Lovelace scores every document on a 0-100 scale across seven weighted categories:
| Category | Weight |
|---|---|
| Document Structure | 25% |
| Images & Media | 20% |
| Tables | 15% |
| Tagged PDF Structure | 15% |
| Forms | 10% |
| Color & Contrast | 10% |
| Navigation | 5% |
A document scoring 95+ gets an A grade and is considered compliant. A document scoring below 50 gets an F and needs significant remediation. The category breakdown tells you exactly where the problems are — if your score is dragged down by images, you know you need alt text work. If it's document structure, you need heading fixes.

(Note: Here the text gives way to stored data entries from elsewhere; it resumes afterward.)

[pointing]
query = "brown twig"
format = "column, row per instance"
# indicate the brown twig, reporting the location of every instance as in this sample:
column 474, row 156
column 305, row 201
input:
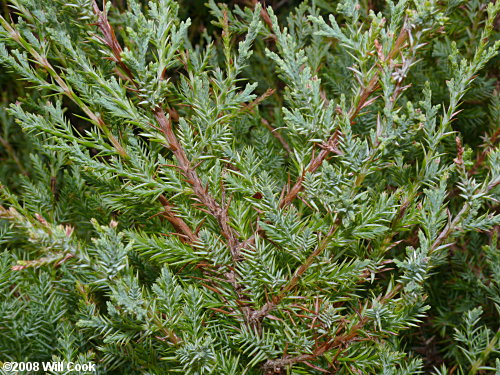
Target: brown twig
column 332, row 142
column 277, row 135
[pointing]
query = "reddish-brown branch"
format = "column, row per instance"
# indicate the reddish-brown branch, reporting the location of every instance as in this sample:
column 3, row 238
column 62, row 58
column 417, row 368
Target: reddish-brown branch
column 194, row 180
column 258, row 315
column 332, row 142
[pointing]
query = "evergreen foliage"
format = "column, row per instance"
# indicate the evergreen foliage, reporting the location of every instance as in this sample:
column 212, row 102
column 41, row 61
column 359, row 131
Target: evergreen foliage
column 232, row 188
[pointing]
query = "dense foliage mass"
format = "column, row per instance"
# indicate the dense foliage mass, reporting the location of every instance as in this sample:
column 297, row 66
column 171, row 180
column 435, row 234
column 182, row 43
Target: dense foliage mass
column 299, row 187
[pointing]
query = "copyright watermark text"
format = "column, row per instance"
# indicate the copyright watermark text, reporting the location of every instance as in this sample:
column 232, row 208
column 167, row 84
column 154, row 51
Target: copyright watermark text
column 47, row 366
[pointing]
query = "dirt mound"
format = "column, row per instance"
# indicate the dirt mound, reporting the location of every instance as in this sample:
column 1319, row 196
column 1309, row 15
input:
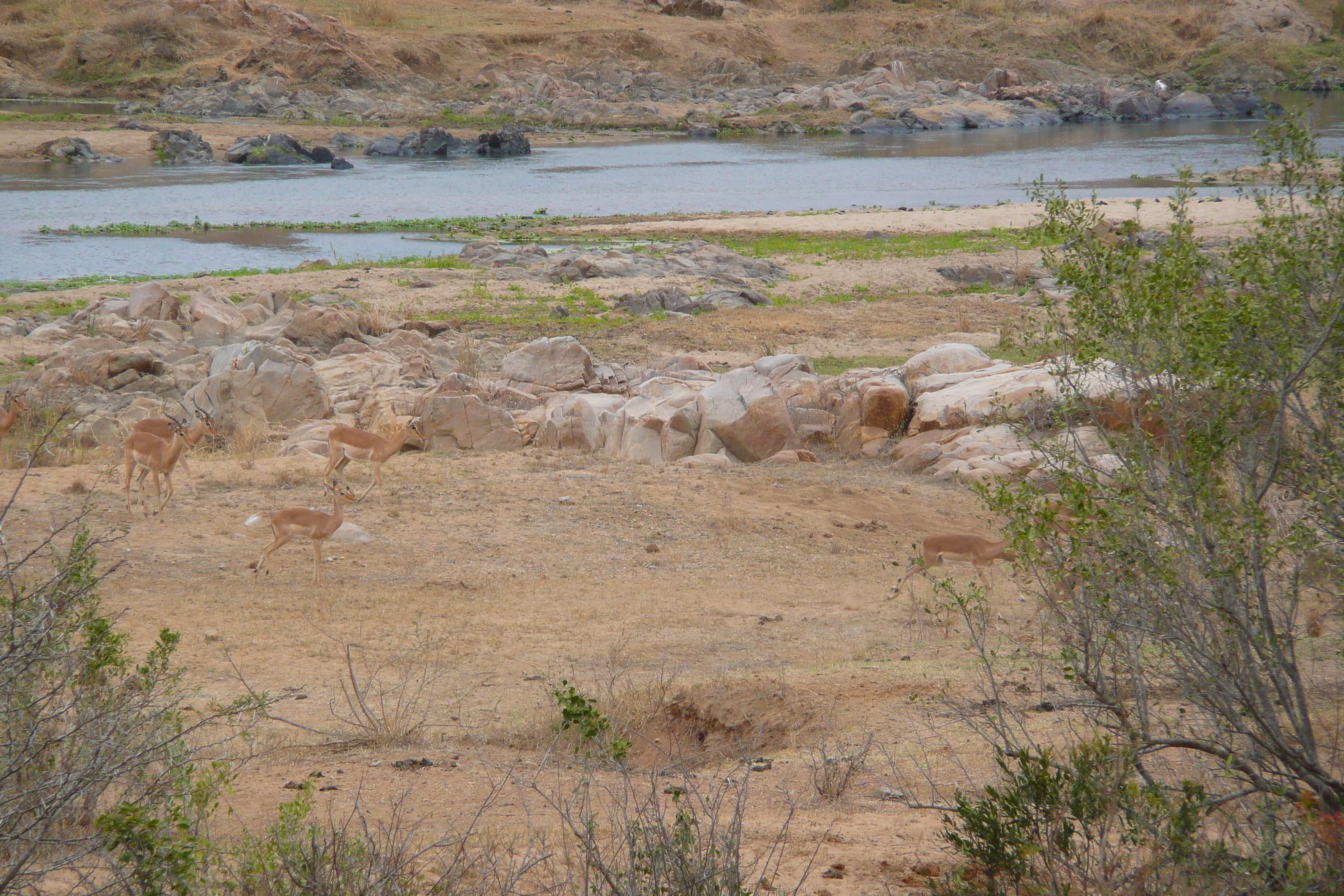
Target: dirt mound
column 741, row 716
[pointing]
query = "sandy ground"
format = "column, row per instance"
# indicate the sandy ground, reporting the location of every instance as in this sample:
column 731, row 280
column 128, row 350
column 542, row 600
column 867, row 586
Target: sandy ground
column 1210, row 217
column 530, row 568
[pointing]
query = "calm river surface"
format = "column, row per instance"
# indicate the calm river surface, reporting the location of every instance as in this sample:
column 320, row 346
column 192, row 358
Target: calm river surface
column 639, row 176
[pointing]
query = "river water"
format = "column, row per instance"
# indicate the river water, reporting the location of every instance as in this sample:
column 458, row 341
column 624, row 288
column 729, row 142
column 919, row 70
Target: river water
column 640, row 176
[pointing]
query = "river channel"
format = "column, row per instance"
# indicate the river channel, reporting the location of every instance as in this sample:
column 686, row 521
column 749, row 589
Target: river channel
column 648, row 175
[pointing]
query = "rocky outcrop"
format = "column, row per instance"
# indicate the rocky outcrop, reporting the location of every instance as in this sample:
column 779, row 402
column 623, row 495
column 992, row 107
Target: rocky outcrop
column 181, row 147
column 557, row 364
column 692, row 258
column 276, row 150
column 436, row 142
column 265, row 395
column 70, row 150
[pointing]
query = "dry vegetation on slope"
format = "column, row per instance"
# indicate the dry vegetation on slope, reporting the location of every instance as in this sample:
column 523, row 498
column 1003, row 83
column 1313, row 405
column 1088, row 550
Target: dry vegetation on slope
column 131, row 49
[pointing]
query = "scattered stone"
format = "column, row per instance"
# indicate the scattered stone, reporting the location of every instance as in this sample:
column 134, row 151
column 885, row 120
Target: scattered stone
column 412, row 764
column 70, row 150
column 181, row 147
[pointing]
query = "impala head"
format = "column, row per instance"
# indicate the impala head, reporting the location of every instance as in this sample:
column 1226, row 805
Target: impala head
column 210, row 418
column 179, row 428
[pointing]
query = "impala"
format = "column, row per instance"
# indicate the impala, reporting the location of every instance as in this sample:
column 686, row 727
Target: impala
column 346, row 444
column 939, row 550
column 10, row 412
column 315, row 524
column 155, row 456
column 193, row 434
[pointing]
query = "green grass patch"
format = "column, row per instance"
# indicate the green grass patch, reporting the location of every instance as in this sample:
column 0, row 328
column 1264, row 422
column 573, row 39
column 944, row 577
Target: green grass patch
column 832, row 366
column 53, row 307
column 469, row 225
column 898, row 245
column 42, row 116
column 1300, row 64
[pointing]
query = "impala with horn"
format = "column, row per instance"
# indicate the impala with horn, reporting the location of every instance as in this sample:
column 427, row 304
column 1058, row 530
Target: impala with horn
column 206, row 425
column 10, row 413
column 158, row 457
column 346, row 444
column 303, row 522
column 939, row 550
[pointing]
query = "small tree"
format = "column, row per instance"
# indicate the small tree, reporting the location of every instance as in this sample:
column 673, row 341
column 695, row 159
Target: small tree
column 1191, row 558
column 79, row 720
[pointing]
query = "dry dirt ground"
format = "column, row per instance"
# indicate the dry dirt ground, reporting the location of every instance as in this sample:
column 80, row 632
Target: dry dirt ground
column 748, row 606
column 759, row 597
column 448, row 43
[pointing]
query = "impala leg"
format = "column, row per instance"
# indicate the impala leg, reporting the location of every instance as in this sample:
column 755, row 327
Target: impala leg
column 271, row 549
column 167, row 496
column 131, row 469
column 186, row 471
column 158, row 499
column 331, row 465
column 318, row 562
column 378, row 481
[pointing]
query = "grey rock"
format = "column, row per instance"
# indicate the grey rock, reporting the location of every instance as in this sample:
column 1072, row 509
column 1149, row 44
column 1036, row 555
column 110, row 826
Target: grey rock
column 384, row 147
column 70, row 150
column 506, row 142
column 1190, row 105
column 973, row 275
column 182, row 147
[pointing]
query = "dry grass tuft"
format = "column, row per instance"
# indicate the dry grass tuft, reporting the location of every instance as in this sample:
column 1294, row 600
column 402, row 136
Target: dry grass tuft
column 374, row 13
column 245, row 443
column 836, row 765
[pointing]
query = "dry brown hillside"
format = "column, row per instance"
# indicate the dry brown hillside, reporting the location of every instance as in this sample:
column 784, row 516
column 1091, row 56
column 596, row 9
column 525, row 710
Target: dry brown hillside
column 435, row 48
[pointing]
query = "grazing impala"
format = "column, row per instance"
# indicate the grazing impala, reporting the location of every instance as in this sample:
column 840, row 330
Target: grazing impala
column 346, row 444
column 10, row 412
column 158, row 457
column 193, row 434
column 315, row 524
column 939, row 550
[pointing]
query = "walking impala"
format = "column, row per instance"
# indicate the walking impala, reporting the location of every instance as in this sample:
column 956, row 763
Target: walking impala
column 156, row 457
column 939, row 550
column 10, row 412
column 315, row 524
column 346, row 444
column 163, row 429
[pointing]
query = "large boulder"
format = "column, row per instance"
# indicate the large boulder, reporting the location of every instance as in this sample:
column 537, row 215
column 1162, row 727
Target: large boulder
column 322, row 327
column 350, row 377
column 466, row 422
column 748, row 415
column 1011, row 395
column 1190, row 105
column 269, row 394
column 72, row 150
column 949, row 358
column 181, row 147
column 153, row 303
column 558, row 363
column 506, row 142
column 585, row 422
column 269, row 150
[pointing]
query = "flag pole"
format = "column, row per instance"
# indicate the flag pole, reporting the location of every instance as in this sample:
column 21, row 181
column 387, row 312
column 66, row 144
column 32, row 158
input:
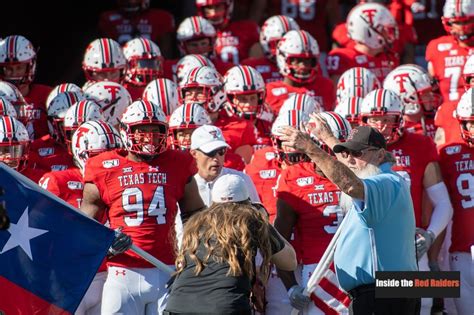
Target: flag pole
column 151, row 259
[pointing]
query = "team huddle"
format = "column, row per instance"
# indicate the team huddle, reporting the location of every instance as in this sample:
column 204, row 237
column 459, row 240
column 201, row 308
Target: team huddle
column 139, row 145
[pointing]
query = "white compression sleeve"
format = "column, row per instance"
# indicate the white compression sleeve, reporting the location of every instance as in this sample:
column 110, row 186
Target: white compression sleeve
column 443, row 210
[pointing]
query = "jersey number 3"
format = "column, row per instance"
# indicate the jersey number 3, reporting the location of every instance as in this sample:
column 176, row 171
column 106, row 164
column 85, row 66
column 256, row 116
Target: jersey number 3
column 132, row 201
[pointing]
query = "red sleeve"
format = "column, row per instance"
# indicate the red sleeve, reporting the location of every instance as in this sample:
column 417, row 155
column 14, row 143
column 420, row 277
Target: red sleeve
column 338, row 62
column 50, row 183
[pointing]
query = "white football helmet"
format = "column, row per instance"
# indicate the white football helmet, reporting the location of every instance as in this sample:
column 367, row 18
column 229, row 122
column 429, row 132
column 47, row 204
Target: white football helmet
column 414, row 86
column 144, row 144
column 379, row 103
column 302, row 102
column 349, row 108
column 373, row 25
column 192, row 28
column 112, row 98
column 162, row 92
column 61, row 88
column 298, row 44
column 104, row 55
column 6, row 108
column 217, row 19
column 187, row 116
column 273, row 29
column 340, row 128
column 356, row 82
column 465, row 113
column 189, row 62
column 78, row 114
column 14, row 50
column 92, row 138
column 244, row 80
column 468, row 72
column 292, row 118
column 57, row 111
column 145, row 62
column 210, row 81
column 460, row 12
column 14, row 143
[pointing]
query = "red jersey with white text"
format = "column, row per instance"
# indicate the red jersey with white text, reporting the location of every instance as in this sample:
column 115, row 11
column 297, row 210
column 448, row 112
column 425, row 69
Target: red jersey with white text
column 237, row 132
column 264, row 170
column 457, row 166
column 47, row 154
column 445, row 118
column 151, row 24
column 67, row 185
column 413, row 152
column 448, row 58
column 36, row 112
column 267, row 68
column 417, row 127
column 233, row 43
column 341, row 59
column 315, row 200
column 142, row 198
column 311, row 16
column 322, row 89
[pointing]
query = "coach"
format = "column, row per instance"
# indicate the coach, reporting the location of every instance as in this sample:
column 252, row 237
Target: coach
column 378, row 233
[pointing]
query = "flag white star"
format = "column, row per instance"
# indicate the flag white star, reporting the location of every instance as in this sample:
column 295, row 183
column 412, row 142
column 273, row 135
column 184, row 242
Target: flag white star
column 21, row 234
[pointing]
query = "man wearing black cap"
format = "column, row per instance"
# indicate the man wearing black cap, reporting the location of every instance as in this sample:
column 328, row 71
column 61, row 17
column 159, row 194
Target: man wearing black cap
column 379, row 229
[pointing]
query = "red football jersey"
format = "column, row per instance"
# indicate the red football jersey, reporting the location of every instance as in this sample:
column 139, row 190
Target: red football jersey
column 151, row 24
column 37, row 124
column 448, row 59
column 315, row 200
column 136, row 92
column 322, row 89
column 411, row 165
column 265, row 67
column 142, row 198
column 47, row 154
column 311, row 16
column 264, row 170
column 457, row 166
column 445, row 119
column 233, row 43
column 236, row 131
column 341, row 59
column 67, row 185
column 417, row 127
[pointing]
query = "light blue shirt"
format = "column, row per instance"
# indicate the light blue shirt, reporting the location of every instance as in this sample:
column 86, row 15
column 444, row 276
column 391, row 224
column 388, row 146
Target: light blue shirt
column 378, row 233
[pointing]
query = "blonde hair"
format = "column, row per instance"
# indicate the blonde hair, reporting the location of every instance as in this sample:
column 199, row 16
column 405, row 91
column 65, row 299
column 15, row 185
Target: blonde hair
column 229, row 232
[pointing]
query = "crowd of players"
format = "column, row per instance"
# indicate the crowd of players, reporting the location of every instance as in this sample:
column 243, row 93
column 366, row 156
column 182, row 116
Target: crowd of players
column 120, row 149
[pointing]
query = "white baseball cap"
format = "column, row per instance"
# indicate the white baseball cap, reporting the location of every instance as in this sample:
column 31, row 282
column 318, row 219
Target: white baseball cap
column 229, row 188
column 208, row 138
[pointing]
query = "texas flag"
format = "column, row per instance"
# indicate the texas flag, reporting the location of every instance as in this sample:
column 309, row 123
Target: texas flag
column 50, row 253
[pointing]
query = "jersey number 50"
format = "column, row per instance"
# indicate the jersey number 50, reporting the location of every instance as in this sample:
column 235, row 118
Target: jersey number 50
column 132, row 201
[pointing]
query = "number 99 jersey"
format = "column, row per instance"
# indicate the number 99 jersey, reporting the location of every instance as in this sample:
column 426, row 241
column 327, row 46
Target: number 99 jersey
column 457, row 167
column 142, row 198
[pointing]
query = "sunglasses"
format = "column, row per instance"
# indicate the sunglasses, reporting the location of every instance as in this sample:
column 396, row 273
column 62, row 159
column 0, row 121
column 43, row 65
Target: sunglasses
column 357, row 154
column 221, row 152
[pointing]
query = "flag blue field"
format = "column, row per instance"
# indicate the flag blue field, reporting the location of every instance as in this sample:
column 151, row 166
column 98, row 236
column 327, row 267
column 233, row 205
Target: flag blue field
column 50, row 253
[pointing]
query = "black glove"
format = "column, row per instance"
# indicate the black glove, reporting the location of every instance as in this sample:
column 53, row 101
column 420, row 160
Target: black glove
column 122, row 243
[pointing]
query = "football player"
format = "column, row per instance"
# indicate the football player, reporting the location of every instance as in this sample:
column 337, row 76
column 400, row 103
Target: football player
column 373, row 29
column 272, row 31
column 139, row 189
column 382, row 109
column 457, row 167
column 18, row 67
column 308, row 203
column 234, row 38
column 297, row 60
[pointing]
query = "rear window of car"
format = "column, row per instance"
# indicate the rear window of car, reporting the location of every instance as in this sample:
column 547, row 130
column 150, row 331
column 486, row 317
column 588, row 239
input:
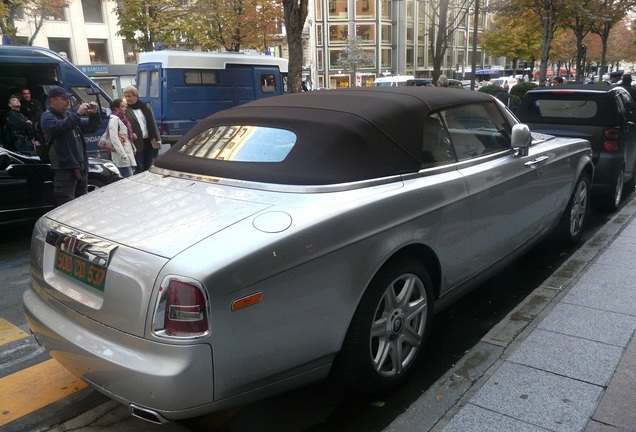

For batch processing, you get aggregate scores across your entire document library: compliance rate, score distribution, category heatmaps showing which types of issues are most prevalent, and a prioritized remediation queue.
What AI Can't Do (Yet)
We're not claiming AI solves everything. There are cases where human judgment is still essential:
- Complex infographics with dense information that requires domain expertise to describe accurately
- Mathematical notation in specialized fields where the AI might misread symbols
- Cultural context in images where the description needs sensitivity to audience and purpose
- Legal and regulatory documents where the specific wording of accessibility remediation has compliance implications
For these cases, our pipeline flags them for human review with AI-generated suggestions as a starting point. The human expert refines rather than creates from scratch — which is still dramatically faster than the traditional workflow.
The Math Problem
STEM documents deserve special mention because they're severely underserved by current accessibility tools. A PDF with embedded equations is a nightmare for screen readers. The equation E = mc^2 might render as an image with no alt text, or as a string of characters that a screen reader pronounces as "E equals m c superscript 2" — which works for simple cases but falls apart for anything complex.
Lovelace uses Math OCR to extract equations and converts them to MathML, the standard markup language for mathematical notation. MathML-aware screen readers can then speak the equation naturally, and users can navigate within it (moving through numerator, denominator, exponents).
This is a huge unlock for universities with STEM programs trying to make their course materials accessible.
Scale Is the Real Challenge
The technical problem of making one document accessible is largely solved. The hard problem is doing it for 10,000 documents with a team that has other responsibilities and a deadline that's approaching fast.
That's what we're building for. Not a tool that helps one specialist fix one document — a platform that processes thousands of documents through a pipeline, scores them, generates accessible output, and gives you a dashboard showing exactly where you stand and what to fix next.
The AI doesn't need to be perfect on every document. It needs to be good enough on most documents to reduce the human workload from "impossible" to "manageable."